Sorting out your finances is clearly a big part of bringing your relationship to an end, and is something you need to resolve before you are formally divorced (or your civil partnership dissolved). You need to decide asset ownership as well as whether either of you should pay spousal maintenance.
The court will take into account all your assets in the UK and overseas, including properties, investments, pensions, interests in businesses. It also looks at your earning capacity and your needs both now and in the future.
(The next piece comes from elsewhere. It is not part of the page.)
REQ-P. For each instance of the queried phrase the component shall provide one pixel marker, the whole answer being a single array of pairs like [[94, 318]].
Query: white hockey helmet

You will each be expected to provide full and frank financial disclosure.
It is well known that the starting point for the division of finances on a divorce or civil partnership dissolution is 50:50. However, in practice reaching a decision is much more complex and a 50:50 division is frequently departed from, depending on the circumstances, including:
The length of the marriage or civil partnership (prior cohabitation is taken into account)
The contributions made by each partner
Any children and their ages
Differences in earning capacity
Although the court applies exactly the same formal principles in considering divorce and civil partnership dissolutions, recent case law has explored whether the court should take a different approach to financial divisions in cases involving gay and lesbian couples. Ultimately, the court has a wide discretion when considering what orders to make, and every case is fact-specific.
If you can reach agreement between you (often with the aid of solicitor negotiation or a mediator), the next step is to ask the court to decide whether what you have agreed is fair and reasonable. If so, a judge will ratify your agreement in a formal court order. If you cannot reach agreement, you can ask the court to decide how to divide your assets.